Dass Almodóvar mit seinem achtzehnten Film Schwierigkeiten hatte, verriet er in einem Interview mit dem britischen Filmmagazin Sight and Sound. Zehn Jahre brauchte er für das Drehbuch, die Adaption eines Krimis von Thierry Jonquet. Erst wollte er einen Stummfilm nach dem Vorbild Murnaus oder Langs drehen, verwarf die Idee aber wieder, um am Ende »während der Arbeit zu improvisieren«. Herausgekommen ist sein vielleicht verstörendstes Werk, in dessen Mittelpunkt ein brillanter Chirurg (Banderas) steht, der auf grausamste Art Rache am Vergewaltiger seiner Tochter nimmt.
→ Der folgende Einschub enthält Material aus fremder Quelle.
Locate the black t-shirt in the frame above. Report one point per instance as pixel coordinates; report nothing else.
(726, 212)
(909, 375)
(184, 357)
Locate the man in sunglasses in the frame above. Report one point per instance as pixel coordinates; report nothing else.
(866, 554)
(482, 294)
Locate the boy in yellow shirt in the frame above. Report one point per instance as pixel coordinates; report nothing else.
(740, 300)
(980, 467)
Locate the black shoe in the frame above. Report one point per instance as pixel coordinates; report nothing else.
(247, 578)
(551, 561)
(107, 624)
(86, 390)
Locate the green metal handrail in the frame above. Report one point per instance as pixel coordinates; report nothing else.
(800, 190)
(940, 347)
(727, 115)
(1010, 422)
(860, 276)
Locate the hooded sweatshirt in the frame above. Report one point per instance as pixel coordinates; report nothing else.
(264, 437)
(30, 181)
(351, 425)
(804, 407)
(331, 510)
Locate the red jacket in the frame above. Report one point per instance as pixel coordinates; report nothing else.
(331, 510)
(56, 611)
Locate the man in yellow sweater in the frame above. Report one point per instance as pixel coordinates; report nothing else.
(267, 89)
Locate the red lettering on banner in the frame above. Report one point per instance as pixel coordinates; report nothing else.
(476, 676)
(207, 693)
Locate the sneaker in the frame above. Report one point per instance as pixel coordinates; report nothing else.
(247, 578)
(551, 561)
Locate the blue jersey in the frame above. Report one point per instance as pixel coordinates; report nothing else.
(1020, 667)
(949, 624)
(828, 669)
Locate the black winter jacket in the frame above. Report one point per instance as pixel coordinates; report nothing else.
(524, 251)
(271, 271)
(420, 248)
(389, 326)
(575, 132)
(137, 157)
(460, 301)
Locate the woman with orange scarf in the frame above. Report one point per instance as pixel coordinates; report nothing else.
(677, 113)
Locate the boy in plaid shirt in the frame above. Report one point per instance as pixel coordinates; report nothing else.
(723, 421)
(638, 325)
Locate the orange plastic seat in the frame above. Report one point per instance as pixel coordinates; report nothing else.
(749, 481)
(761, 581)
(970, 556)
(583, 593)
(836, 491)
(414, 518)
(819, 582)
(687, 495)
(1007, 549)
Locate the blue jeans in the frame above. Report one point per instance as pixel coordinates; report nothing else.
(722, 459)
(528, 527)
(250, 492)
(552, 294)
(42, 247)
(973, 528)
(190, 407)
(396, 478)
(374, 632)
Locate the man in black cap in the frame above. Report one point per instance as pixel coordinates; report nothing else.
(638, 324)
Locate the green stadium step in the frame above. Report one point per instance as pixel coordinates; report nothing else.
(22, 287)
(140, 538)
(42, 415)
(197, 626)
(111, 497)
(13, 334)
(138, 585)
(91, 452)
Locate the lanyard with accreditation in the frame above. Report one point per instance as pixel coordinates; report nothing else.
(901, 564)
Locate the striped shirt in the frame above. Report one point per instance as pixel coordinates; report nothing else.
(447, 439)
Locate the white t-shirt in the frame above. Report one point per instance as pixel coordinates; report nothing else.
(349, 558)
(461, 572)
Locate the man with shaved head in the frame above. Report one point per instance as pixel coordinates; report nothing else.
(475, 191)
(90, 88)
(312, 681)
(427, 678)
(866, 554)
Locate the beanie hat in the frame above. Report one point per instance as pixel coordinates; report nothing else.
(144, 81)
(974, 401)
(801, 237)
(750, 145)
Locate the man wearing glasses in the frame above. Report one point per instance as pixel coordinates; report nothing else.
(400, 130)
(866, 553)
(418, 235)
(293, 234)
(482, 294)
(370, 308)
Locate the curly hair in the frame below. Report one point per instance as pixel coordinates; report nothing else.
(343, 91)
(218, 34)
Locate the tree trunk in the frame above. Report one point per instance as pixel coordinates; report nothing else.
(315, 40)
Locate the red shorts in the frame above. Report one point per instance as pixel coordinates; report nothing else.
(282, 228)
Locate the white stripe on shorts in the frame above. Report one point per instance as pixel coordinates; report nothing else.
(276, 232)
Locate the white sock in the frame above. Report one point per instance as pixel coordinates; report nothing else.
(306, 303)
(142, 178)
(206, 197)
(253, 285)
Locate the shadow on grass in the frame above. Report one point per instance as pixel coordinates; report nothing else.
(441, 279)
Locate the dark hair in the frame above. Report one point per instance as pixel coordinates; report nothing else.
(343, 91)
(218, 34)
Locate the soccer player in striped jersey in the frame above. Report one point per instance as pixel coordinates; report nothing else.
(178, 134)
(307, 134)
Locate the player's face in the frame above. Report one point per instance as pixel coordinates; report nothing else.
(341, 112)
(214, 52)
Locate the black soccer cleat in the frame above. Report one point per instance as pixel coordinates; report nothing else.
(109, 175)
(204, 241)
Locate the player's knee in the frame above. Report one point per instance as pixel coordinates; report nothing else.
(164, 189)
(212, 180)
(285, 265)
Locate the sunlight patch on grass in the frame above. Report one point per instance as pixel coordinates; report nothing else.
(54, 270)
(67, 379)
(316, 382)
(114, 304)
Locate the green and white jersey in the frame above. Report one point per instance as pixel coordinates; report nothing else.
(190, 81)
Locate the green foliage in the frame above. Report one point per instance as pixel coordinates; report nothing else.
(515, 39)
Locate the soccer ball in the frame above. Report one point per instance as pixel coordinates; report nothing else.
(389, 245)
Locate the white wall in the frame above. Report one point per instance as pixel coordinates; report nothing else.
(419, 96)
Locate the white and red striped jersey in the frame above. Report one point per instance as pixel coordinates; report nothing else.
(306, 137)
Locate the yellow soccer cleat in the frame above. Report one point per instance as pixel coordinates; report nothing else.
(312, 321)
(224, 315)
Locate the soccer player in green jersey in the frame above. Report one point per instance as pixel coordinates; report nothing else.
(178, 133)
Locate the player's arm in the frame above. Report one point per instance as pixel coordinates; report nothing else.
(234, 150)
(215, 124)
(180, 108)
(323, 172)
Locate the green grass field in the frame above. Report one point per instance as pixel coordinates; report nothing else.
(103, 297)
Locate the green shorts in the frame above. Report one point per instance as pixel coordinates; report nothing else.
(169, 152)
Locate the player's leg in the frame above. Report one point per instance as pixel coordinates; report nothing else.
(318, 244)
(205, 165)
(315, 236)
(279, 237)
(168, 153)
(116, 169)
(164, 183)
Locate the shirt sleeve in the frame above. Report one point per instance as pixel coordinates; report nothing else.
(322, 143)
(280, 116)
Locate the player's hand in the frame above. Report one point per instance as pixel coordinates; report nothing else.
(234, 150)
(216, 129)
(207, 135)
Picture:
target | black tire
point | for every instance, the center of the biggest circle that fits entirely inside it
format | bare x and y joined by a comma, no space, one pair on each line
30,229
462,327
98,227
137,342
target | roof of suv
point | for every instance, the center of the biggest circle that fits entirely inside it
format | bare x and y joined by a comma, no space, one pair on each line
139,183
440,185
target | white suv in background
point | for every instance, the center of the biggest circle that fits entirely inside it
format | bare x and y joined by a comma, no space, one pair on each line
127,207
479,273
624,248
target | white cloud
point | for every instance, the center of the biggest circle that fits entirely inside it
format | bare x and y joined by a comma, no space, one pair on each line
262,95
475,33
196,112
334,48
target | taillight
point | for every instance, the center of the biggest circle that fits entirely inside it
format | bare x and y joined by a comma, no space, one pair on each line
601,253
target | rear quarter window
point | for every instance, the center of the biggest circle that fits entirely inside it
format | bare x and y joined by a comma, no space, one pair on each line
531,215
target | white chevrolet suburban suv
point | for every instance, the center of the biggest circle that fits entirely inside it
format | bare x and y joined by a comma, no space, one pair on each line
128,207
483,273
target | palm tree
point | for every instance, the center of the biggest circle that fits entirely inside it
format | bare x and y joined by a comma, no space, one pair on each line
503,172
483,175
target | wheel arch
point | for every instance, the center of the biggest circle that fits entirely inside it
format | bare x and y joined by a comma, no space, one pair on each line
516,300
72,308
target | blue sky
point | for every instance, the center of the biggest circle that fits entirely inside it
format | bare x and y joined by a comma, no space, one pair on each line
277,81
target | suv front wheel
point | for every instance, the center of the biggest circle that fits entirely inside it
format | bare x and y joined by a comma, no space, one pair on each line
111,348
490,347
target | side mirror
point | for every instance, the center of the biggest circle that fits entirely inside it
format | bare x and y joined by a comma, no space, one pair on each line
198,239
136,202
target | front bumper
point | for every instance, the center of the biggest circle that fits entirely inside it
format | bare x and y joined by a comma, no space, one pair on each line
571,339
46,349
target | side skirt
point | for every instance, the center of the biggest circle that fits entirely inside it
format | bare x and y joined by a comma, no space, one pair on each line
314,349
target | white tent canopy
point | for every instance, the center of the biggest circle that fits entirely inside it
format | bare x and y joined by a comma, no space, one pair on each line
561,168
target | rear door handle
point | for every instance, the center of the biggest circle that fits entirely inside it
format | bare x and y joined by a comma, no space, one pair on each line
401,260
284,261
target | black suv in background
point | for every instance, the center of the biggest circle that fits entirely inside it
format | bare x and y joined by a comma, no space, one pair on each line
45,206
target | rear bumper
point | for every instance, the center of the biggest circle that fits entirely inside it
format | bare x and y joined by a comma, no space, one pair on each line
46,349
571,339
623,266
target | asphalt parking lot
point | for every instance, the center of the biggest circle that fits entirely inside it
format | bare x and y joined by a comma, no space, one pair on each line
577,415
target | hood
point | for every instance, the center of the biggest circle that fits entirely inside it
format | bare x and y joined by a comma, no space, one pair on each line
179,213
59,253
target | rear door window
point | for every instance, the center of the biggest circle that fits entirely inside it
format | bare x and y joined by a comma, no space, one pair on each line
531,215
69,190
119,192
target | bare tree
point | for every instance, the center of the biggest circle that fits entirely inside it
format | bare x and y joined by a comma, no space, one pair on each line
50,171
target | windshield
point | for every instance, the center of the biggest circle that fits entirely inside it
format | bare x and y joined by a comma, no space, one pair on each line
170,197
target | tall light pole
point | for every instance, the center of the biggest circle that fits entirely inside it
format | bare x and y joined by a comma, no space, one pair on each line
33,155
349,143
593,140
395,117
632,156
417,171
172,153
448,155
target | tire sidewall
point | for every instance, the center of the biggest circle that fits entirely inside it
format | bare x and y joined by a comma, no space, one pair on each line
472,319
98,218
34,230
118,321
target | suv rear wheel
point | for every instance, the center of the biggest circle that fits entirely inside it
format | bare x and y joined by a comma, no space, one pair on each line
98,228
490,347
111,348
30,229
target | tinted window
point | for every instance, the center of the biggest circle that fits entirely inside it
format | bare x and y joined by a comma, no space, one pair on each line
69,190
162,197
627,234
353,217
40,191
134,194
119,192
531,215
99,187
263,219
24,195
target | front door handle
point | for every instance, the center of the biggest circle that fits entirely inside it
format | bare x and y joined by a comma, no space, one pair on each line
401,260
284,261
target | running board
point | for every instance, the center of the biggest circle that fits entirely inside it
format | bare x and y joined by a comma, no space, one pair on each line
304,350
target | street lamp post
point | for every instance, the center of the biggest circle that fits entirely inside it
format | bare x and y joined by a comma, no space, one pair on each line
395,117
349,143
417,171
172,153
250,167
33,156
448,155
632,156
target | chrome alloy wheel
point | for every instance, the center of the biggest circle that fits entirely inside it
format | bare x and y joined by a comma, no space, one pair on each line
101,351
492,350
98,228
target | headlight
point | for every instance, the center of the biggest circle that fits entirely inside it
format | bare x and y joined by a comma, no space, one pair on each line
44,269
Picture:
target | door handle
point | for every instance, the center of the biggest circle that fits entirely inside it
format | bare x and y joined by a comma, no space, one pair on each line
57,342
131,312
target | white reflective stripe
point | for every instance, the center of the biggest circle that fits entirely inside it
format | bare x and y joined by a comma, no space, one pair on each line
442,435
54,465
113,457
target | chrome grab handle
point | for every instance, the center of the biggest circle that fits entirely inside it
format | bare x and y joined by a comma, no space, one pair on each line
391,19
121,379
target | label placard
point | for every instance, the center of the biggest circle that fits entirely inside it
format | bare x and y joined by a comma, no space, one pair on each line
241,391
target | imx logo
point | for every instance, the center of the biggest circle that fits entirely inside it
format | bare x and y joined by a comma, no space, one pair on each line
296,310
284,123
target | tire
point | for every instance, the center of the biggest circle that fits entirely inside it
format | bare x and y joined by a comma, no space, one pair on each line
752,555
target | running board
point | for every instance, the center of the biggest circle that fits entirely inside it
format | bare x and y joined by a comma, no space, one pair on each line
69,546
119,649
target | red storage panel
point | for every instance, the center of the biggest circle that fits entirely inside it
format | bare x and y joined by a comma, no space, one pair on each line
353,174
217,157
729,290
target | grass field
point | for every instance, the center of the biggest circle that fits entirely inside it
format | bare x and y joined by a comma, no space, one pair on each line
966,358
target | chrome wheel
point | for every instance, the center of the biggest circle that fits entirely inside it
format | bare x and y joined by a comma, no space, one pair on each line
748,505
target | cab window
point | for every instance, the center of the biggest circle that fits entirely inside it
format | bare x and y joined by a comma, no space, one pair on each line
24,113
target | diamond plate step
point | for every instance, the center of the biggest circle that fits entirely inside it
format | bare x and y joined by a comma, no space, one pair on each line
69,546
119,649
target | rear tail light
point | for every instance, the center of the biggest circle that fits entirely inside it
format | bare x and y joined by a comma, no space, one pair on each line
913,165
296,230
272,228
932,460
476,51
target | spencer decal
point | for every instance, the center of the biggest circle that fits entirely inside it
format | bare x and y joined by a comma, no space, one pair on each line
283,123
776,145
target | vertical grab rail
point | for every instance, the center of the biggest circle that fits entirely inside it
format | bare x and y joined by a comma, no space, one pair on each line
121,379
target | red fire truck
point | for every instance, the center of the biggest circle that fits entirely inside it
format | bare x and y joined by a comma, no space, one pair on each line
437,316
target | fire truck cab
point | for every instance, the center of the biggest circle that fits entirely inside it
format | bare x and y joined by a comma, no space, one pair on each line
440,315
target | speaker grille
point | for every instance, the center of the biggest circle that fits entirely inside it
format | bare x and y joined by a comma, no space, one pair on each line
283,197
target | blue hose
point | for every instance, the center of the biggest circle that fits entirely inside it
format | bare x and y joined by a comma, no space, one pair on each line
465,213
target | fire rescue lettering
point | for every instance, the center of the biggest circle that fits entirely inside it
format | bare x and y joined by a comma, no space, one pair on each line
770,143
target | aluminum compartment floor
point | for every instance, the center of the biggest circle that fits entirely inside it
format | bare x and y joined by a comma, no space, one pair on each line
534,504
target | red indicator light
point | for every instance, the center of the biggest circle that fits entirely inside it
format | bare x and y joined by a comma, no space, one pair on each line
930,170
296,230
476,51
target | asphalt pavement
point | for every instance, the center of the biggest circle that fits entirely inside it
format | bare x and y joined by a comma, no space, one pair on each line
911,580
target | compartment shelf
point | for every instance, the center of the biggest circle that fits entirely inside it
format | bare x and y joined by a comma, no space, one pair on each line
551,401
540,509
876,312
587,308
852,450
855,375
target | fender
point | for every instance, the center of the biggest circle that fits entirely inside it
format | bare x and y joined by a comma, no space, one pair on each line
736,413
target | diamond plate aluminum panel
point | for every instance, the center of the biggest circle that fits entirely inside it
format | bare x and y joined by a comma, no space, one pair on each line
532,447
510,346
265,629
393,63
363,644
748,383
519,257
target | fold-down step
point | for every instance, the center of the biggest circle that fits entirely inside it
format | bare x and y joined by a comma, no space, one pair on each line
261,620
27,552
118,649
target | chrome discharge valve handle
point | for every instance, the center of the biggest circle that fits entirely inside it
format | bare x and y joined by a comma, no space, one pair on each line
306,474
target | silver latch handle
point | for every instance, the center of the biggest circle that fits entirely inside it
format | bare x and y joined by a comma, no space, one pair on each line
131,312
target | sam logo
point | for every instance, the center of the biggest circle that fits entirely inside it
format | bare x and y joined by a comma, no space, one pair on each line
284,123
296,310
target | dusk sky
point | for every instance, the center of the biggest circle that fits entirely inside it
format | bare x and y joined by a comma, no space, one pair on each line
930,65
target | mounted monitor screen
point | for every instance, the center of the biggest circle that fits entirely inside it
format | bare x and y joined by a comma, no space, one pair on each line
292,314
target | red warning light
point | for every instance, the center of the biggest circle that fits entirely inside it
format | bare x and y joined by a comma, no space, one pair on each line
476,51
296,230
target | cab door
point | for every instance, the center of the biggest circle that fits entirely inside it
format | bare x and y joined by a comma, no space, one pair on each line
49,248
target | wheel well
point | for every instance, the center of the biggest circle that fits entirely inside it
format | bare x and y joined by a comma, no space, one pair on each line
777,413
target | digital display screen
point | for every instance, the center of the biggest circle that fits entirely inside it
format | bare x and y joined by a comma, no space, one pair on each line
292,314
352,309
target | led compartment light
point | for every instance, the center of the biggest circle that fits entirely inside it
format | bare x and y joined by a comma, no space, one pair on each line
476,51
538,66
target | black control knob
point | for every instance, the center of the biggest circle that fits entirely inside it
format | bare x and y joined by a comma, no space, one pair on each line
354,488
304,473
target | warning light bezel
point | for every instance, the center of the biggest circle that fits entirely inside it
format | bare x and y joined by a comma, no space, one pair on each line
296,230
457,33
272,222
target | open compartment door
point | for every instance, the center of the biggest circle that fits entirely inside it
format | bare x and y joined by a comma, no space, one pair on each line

Genauer auf die Geschichte einzugehen, würde zu viel verraten.

 

Nur so viel: Almodóvar treibt seine beliebte »Normalisierung des Bizarren«, wie es der britische Filmjournalist Tony Rayns formulierte, auf einen neuen Höhepunkt  – ohne dabei noch irgendwie auf psychologische Plausibilität Rück­sicht zu nehmen. Dennoch hat von allen drei Schwergewichten des Arthousekinos der Spanier den Rückgriff in die eigene Vergangenheit am stringentesten genutzt, um sich selbst eine Frischzellenkur zu verpassen.